How many samples to label for an application given a foundation model? Chest X-ray classification study
This work addresses the resource-intensive challenge of annotation in medical imaging for practitioners, enabling cost minimization by identifying essential samples for targeted performance, though it is incremental as it builds on existing foundation models.
The study tackled the problem of determining how many labeled samples are needed for chest X-ray classification using foundation models, finding that XrayCLIP and XraySigLIP achieve strong performance with significantly fewer examples than a ResNet-50 baseline, and learning curve slopes from just 50 labeled cases can accurately forecast final performance plateaus.

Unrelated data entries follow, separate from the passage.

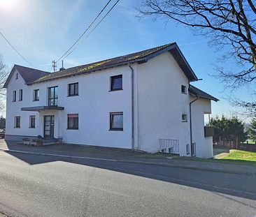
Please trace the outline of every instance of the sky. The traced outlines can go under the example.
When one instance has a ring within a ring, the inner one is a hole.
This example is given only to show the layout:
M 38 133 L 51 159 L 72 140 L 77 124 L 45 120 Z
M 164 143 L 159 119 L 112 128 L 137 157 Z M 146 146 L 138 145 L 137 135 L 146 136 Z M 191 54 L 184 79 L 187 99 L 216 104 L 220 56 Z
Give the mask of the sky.
M 0 31 L 33 66 L 0 36 L 0 54 L 5 63 L 9 68 L 18 64 L 52 71 L 52 61 L 62 56 L 107 1 L 0 0 Z M 111 6 L 115 2 L 112 1 Z M 230 92 L 224 84 L 211 75 L 216 73 L 213 64 L 218 63 L 222 52 L 215 52 L 207 38 L 194 36 L 187 27 L 172 21 L 138 17 L 136 8 L 141 3 L 141 0 L 120 0 L 95 30 L 89 36 L 85 33 L 74 47 L 64 61 L 64 68 L 176 42 L 197 77 L 202 79 L 192 84 L 220 99 L 212 102 L 212 116 L 230 117 L 241 112 L 225 100 Z M 236 68 L 230 63 L 225 64 L 229 70 Z M 57 68 L 60 67 L 59 61 Z M 253 100 L 247 87 L 241 87 L 234 94 L 238 98 Z

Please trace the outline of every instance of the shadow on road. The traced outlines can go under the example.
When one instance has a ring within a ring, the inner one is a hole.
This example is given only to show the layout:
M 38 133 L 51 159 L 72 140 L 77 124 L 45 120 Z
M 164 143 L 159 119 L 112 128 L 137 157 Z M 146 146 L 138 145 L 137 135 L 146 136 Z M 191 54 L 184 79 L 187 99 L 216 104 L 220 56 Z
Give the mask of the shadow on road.
M 62 161 L 122 172 L 145 178 L 209 190 L 218 194 L 256 200 L 255 176 L 200 171 L 164 166 L 148 165 L 99 160 L 73 159 L 8 152 L 31 165 Z M 256 205 L 254 207 L 256 209 Z

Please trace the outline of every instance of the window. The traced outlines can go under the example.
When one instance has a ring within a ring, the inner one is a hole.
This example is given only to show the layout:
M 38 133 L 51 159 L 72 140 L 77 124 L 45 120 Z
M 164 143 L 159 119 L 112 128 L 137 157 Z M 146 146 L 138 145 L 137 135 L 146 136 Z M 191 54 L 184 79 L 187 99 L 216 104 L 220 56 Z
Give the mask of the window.
M 39 100 L 39 89 L 34 90 L 33 100 L 34 101 Z
M 58 105 L 58 87 L 48 88 L 48 105 Z
M 22 100 L 22 90 L 20 89 L 19 91 L 19 101 Z
M 111 91 L 122 90 L 122 75 L 111 77 Z
M 184 94 L 187 94 L 187 87 L 184 85 L 181 85 L 181 93 Z
M 69 96 L 78 96 L 78 83 L 69 84 Z
M 78 130 L 78 114 L 68 114 L 68 129 Z
M 183 122 L 187 122 L 187 114 L 181 114 L 181 119 Z
M 123 130 L 122 112 L 110 113 L 110 130 Z
M 16 128 L 20 128 L 20 117 L 17 116 L 14 119 L 14 127 Z
M 186 150 L 187 150 L 187 154 L 190 154 L 190 144 L 186 144 Z
M 29 128 L 36 128 L 36 116 L 30 115 L 29 116 Z
M 13 91 L 13 102 L 16 102 L 16 91 Z

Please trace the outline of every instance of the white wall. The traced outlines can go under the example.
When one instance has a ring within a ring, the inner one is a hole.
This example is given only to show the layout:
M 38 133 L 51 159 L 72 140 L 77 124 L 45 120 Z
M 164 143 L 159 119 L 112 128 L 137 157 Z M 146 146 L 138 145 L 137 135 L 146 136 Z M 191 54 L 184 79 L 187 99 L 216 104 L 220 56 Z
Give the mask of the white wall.
M 190 143 L 189 94 L 181 93 L 187 78 L 169 52 L 138 65 L 138 149 L 159 150 L 159 139 L 178 140 L 180 153 L 186 155 Z
M 30 87 L 24 84 L 24 80 L 19 74 L 18 79 L 15 79 L 16 70 L 8 85 L 6 92 L 6 135 L 19 135 L 34 136 L 40 134 L 39 115 L 35 112 L 22 112 L 22 107 L 31 106 L 33 93 L 30 93 Z M 23 90 L 23 99 L 19 101 L 19 90 Z M 13 93 L 16 91 L 16 102 L 13 102 Z M 36 128 L 29 128 L 29 115 L 36 116 Z M 15 117 L 20 116 L 20 128 L 14 128 Z
M 190 143 L 189 103 L 194 98 L 181 93 L 187 78 L 169 52 L 142 64 L 134 70 L 134 145 L 136 149 L 159 151 L 159 139 L 178 140 L 180 154 L 187 155 Z M 110 77 L 122 75 L 123 90 L 109 91 Z M 111 147 L 131 148 L 131 73 L 128 66 L 72 76 L 32 85 L 22 77 L 10 80 L 7 91 L 6 135 L 43 135 L 44 115 L 55 115 L 55 137 L 64 142 Z M 79 83 L 79 96 L 68 97 L 68 84 Z M 62 111 L 24 112 L 22 107 L 48 105 L 48 88 L 58 86 L 59 106 Z M 13 91 L 23 89 L 23 100 L 12 102 Z M 39 89 L 39 101 L 33 101 Z M 204 137 L 204 114 L 211 113 L 211 101 L 198 100 L 192 104 L 193 142 L 197 156 L 213 156 L 211 137 Z M 123 112 L 124 130 L 109 130 L 109 112 Z M 67 114 L 79 115 L 78 130 L 67 129 Z M 187 122 L 181 115 L 187 114 Z M 29 115 L 36 115 L 36 128 L 29 128 Z M 14 117 L 21 117 L 21 128 L 14 128 Z
M 120 74 L 123 77 L 123 90 L 109 91 L 110 76 Z M 79 82 L 79 96 L 68 97 L 68 84 L 73 82 Z M 63 137 L 64 142 L 131 148 L 131 70 L 127 66 L 29 86 L 24 83 L 20 75 L 18 80 L 13 76 L 8 85 L 6 135 L 43 135 L 43 115 L 53 114 L 55 137 Z M 64 107 L 63 111 L 41 111 L 39 114 L 20 110 L 22 107 L 48 105 L 48 87 L 53 86 L 58 86 L 58 105 Z M 13 90 L 18 93 L 20 89 L 23 89 L 23 101 L 12 102 Z M 33 101 L 33 91 L 37 89 L 39 101 Z M 109 130 L 111 112 L 123 112 L 123 131 Z M 67 114 L 73 113 L 79 115 L 79 130 L 67 130 Z M 29 116 L 35 114 L 36 128 L 29 129 Z M 21 117 L 20 128 L 13 128 L 15 116 Z
M 190 100 L 195 99 L 190 97 Z M 196 155 L 199 158 L 210 158 L 213 156 L 213 137 L 204 137 L 204 114 L 209 114 L 211 100 L 199 98 L 192 104 L 192 139 L 196 142 Z

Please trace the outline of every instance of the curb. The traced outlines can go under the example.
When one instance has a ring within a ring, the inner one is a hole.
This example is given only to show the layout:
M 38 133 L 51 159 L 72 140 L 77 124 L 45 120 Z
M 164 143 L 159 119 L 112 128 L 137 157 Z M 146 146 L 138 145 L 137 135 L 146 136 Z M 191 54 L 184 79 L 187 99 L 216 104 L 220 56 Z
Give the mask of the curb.
M 118 162 L 118 163 L 144 164 L 144 165 L 157 165 L 157 166 L 162 166 L 162 167 L 194 170 L 202 170 L 202 171 L 222 172 L 222 173 L 228 173 L 228 174 L 243 174 L 243 175 L 247 175 L 247 176 L 256 176 L 256 173 L 247 172 L 247 171 L 228 170 L 216 169 L 216 168 L 207 167 L 187 166 L 187 165 L 175 165 L 175 164 L 169 164 L 169 163 L 154 163 L 154 162 L 148 162 L 148 161 L 143 161 L 143 160 L 115 160 L 115 159 L 98 158 L 90 158 L 90 157 L 80 157 L 80 156 L 68 156 L 68 155 L 59 155 L 59 154 L 54 154 L 36 153 L 36 152 L 31 152 L 31 151 L 17 151 L 17 150 L 12 150 L 12 149 L 0 149 L 0 151 L 3 151 L 4 152 L 15 152 L 15 153 L 20 153 L 20 154 L 38 155 L 38 156 L 52 156 L 52 157 L 60 157 L 60 158 L 73 158 L 73 159 L 95 160 L 111 161 L 111 162 Z

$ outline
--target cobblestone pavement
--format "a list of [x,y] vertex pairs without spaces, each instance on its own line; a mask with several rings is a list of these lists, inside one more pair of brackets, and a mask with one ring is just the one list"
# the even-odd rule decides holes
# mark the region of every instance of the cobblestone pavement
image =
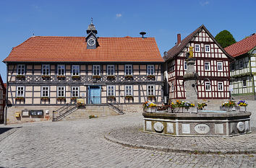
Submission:
[[[140,113],[22,125],[0,134],[0,167],[255,167],[256,154],[163,152],[125,147],[104,136],[140,126]],[[9,132],[12,131],[12,132]]]

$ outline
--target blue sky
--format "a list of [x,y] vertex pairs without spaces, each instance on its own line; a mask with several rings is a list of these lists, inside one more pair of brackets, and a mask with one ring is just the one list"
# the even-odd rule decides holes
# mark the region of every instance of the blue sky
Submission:
[[[1,0],[0,58],[35,33],[85,36],[93,18],[99,37],[155,37],[160,52],[169,50],[201,25],[213,36],[227,30],[236,41],[256,30],[255,0]],[[6,81],[6,66],[0,64]]]

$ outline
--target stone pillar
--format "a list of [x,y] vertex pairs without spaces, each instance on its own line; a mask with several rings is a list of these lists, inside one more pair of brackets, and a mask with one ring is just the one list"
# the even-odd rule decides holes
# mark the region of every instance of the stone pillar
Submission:
[[186,100],[197,106],[197,75],[195,63],[195,58],[188,58],[187,68],[184,79],[186,82]]

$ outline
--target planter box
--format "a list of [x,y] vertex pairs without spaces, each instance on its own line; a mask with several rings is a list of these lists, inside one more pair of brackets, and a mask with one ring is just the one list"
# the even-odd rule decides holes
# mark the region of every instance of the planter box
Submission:
[[246,112],[246,106],[239,106],[239,109],[240,112]]
[[156,107],[148,107],[146,109],[146,112],[156,112],[157,110],[158,110],[158,108]]

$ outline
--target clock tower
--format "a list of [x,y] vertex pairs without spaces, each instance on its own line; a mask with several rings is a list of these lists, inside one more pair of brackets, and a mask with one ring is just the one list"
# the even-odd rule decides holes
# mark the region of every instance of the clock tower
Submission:
[[89,25],[88,30],[86,30],[86,43],[88,49],[95,49],[98,46],[97,41],[97,30],[95,25],[93,24],[93,18],[91,19],[91,23]]

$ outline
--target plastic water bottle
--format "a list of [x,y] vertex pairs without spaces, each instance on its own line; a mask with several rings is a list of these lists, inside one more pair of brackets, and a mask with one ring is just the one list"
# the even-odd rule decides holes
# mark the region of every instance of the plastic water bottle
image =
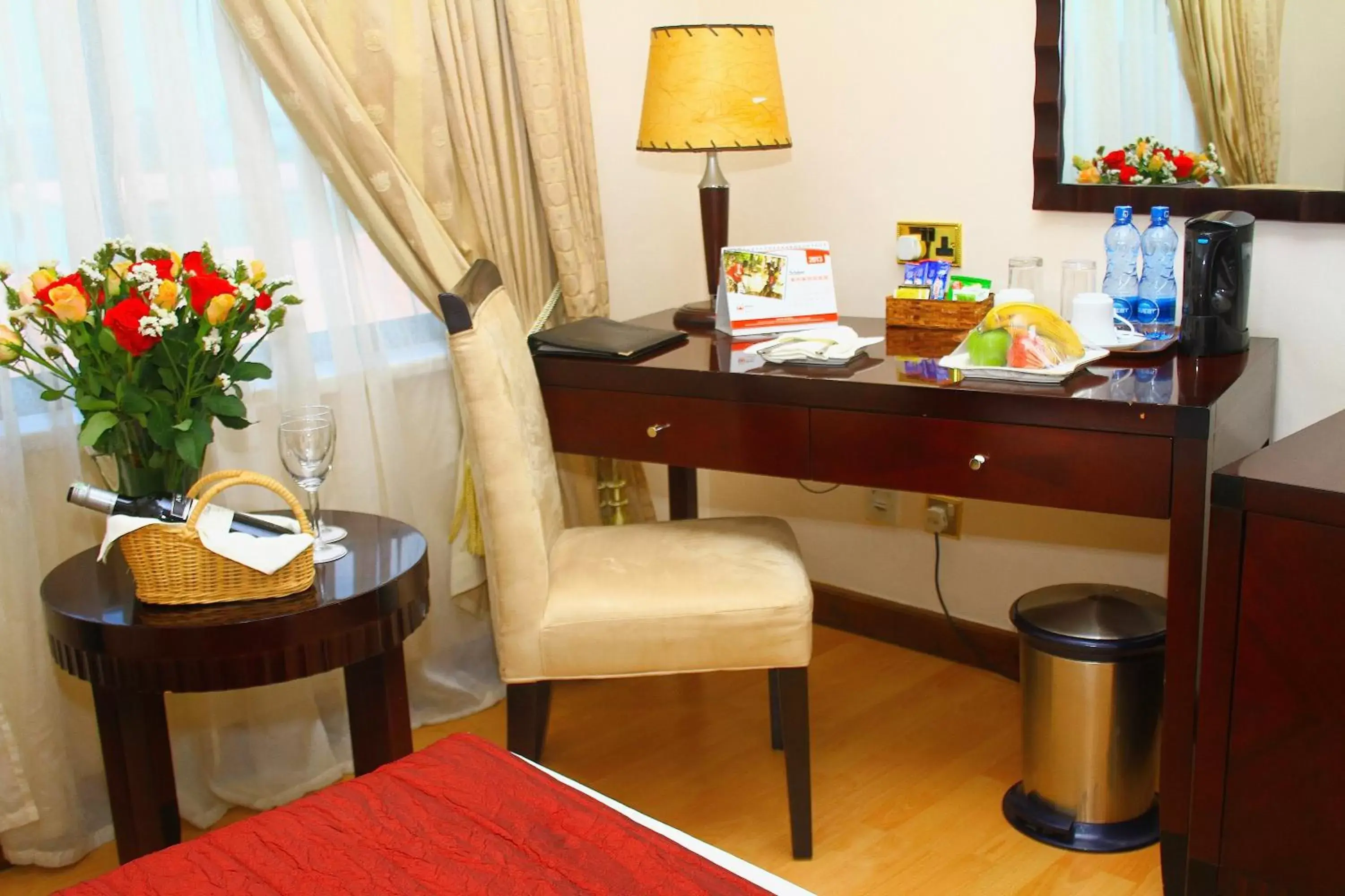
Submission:
[[1102,292],[1111,296],[1116,313],[1135,320],[1139,304],[1139,231],[1130,206],[1116,206],[1116,223],[1107,231],[1107,277]]
[[1154,206],[1141,238],[1145,275],[1139,279],[1135,322],[1149,339],[1163,339],[1177,329],[1177,247],[1181,238],[1167,223],[1167,207]]

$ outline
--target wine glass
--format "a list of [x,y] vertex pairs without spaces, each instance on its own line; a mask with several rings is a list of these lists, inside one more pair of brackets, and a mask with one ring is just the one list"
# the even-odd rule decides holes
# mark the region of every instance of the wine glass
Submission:
[[[301,404],[300,407],[292,408],[289,411],[282,411],[280,415],[280,422],[286,423],[289,420],[328,420],[332,424],[332,461],[336,459],[336,415],[332,414],[331,407],[327,404]],[[324,523],[319,519],[313,519],[313,531],[317,537],[323,541],[331,544],[334,541],[340,541],[346,537],[347,532],[344,527],[335,525],[332,523]]]
[[[331,420],[300,418],[280,424],[280,462],[295,477],[295,482],[308,492],[308,517],[316,520],[321,512],[317,489],[327,478],[332,465],[332,450],[336,447],[336,427]],[[313,527],[315,532],[320,532]],[[340,560],[348,553],[339,544],[323,541],[319,533],[313,540],[313,563]]]

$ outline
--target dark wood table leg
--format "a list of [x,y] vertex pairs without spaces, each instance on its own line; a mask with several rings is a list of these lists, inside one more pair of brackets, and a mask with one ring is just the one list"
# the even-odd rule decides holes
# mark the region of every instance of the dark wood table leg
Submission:
[[1167,656],[1158,782],[1159,846],[1166,896],[1186,892],[1192,758],[1196,746],[1196,656],[1205,590],[1209,442],[1173,445],[1173,508],[1167,535]]
[[668,467],[668,519],[694,520],[699,514],[694,466]]
[[401,645],[346,666],[346,709],[355,774],[412,752],[412,709]]
[[93,685],[117,858],[125,864],[182,840],[164,696]]

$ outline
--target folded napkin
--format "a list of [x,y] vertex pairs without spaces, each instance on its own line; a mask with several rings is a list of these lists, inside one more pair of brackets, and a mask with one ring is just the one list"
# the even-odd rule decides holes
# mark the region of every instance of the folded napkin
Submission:
[[745,349],[776,364],[845,364],[863,353],[869,345],[881,343],[881,336],[859,336],[849,326],[788,333]]
[[[280,523],[295,531],[293,535],[277,535],[274,537],[258,539],[243,532],[230,532],[234,523],[234,512],[217,504],[210,504],[196,520],[196,535],[200,544],[222,557],[234,563],[241,563],[262,575],[272,575],[282,570],[291,560],[297,557],[308,545],[313,543],[313,536],[299,532],[299,524],[289,517],[260,516],[269,523]],[[124,535],[147,525],[167,525],[175,529],[183,528],[184,523],[160,523],[143,516],[109,516],[108,531],[102,536],[102,548],[98,551],[98,560],[108,556],[113,543]]]

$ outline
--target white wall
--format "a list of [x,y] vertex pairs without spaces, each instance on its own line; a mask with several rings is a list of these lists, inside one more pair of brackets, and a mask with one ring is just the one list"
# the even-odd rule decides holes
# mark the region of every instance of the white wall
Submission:
[[[795,146],[729,153],[732,243],[827,239],[841,310],[881,316],[897,277],[894,224],[966,224],[964,271],[1002,279],[1010,255],[1103,261],[1106,215],[1032,211],[1033,0],[581,0],[615,317],[703,293],[695,183],[703,159],[639,153],[652,26],[776,27]],[[1177,223],[1178,228],[1181,223]],[[1252,328],[1280,337],[1276,431],[1345,407],[1345,228],[1258,226]],[[658,484],[659,477],[654,481]],[[861,523],[859,489],[702,476],[702,512],[788,516],[815,579],[935,607],[932,544],[916,500],[900,529]],[[956,615],[1006,626],[1036,584],[1100,579],[1163,591],[1166,524],[975,502],[946,552]]]
[[[1280,184],[1345,188],[1345,3],[1284,4],[1279,77]],[[1332,85],[1332,86],[1329,86]]]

Chest X-ray classification is vital yet resource-intensive, typically demanding extensive annotated data for accurate diagnosis. Foundation models mitigate this reliance, but how many labeled samples are required remains unclear. We systematically evaluate the use of power-law fits to predict the training size necessary for specific ROC-AUC thresholds. Testing multiple pathologies and foundation models, we find XrayCLIP and XraySigLIP achieve strong performance with significantly fewer labeled examples than a ResNet-50 baseline. Importantly, learning curve slopes from just 50 labeled cases accurately forecast final performance plateaus. Our results enable practitioners to minimize annotation costs by labeling only the essential samples for targeted performance.